Dunque, come dice in modo accorato monsignor Viganò, «per restituire la bellezza della santità al volto della Sposa di Cristo, tremendamente sfigurato da tanti abominevoli delitti, se vogliamo veramente liberare la Chiesa dalla fetida palude in cui è caduta, dobbiamo avere il coraggio di abbattere la cultura del segreto e confessare pubblicamente le verità che abbiamo tenuto nascoste».
Per stare solo al caso McCarrick, è giusto che venga fatta chiarezza su come abbia potuto passare di diocesi in arcidiocesi fino a diventare cardinale durante il pontificato di Giovanni Paolo II, che ruolo abbia avuto l'allora segretario di Stato cardinale Sodano e quanti altri con lui. E poi ancora, cosa sia successo negli anni di Benedetto XVI, con quelle sanzioni che non sono state rispettate; e poi ancora, l'accresciuta importanza durante questo pontificato. E gli esempi si possono moltiplicare.
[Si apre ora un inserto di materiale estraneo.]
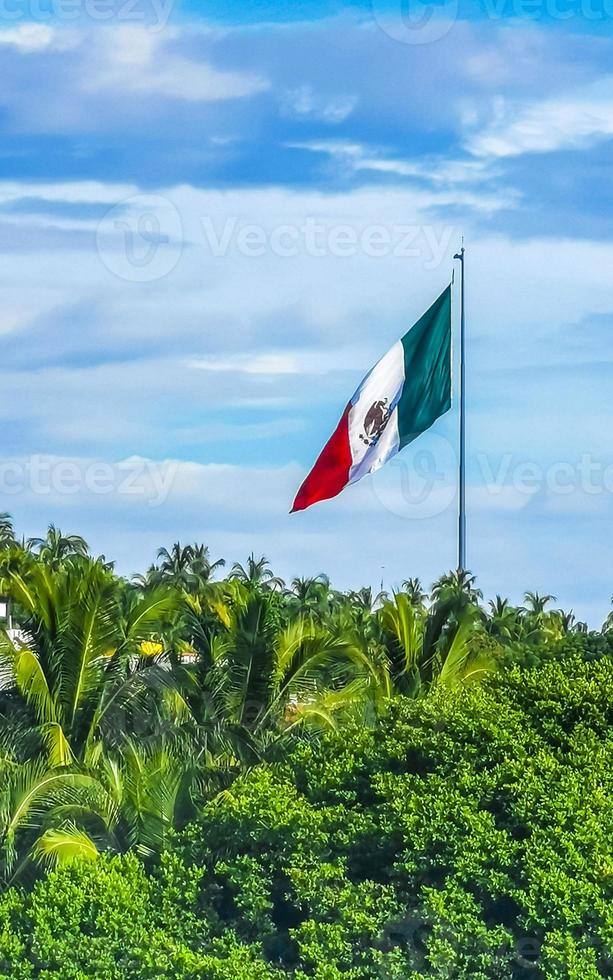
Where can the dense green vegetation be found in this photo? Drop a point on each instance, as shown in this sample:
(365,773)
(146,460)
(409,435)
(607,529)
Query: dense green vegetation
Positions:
(239,778)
Non è dunque un problema circoscritto a questo pontificato, né un fenomeno che si risolva magicamente con le dimissioni del Papa; però non si può non riconoscere che mai come in questi ultimi anni la lobby gay abbia enormemente accresciuto la sua influenza. Sia per le posizioni di potere ricoperte, soprattutto nella Curia Romana (e ormai anche la cronaca si incarica di segnalare diversi stretti collaboratori di papa Francesco fra quanti sono al centro di casi di abusi sessuali o legati a comportamenti omosessuali) sia per il via libera alla circolazione di tesi omoeretiche su cui nessuno a Roma pare abbia intenzione di intervenire.
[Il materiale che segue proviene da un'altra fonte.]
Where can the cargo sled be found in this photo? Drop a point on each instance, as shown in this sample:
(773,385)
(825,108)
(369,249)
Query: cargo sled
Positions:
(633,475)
L'inizio fu la nomina di monsignor Battista Ricca come prelato dello Ior, malgrado il pesante scandalo omosessuale di cui era stato protagonista nella nunziatura in Uruguay, e fu proprio rispondendo a una domanda sul suo caso che il Papa se ne uscì con quel «Chi sono io per giudicare?» che, a prescindere dalle intenzioni, ha avuto un effetto devastante favorendo il dilagare dell'ideologia omosessualista. Ma tante sono state le nomine, i gesti, le decisioni che hanno favorito il radicarsi della cultura omosessualista nella Chiesa. Fino agli ultimi episodi: la nomina come consultore della Segreteria per la Comunicazione dell'ormai famoso padre James Martin, poi assurto alla massima visibilità per lo spazio assegnatogli all'Incontro mondiale delle famiglie. Incontro, guarda caso, guidato dal cardinale Kevin Farrell, "creatura" del cardinale McCarrick e grande estimatore di padre Martin, a cui ha scritto la prefazione del suo libro su Chiesa e gay. E ancora, l'introduzione della terminologia Lgbt nell'Instrumentum Laboris del prossimo Sinodo dei Giovani.
Ce n'è più che abbastanza per chiedere di fare chiarezza, sia sulla rete di copertura degli abusi sia sul tentativo di sovvertire la dottrina della Chiesa da parte della lobby gay che l'allora cardinale Ratzinger già denunciava nel 1986. Ma come ha già dimostrato nel caso dei Dubia, papa Francesco non è incline a fare chiarezza, è molto più interessato - come ha detto molte volte - ad avviare processi. E qui, purtroppo, è chiaro dove sta portando questo processo.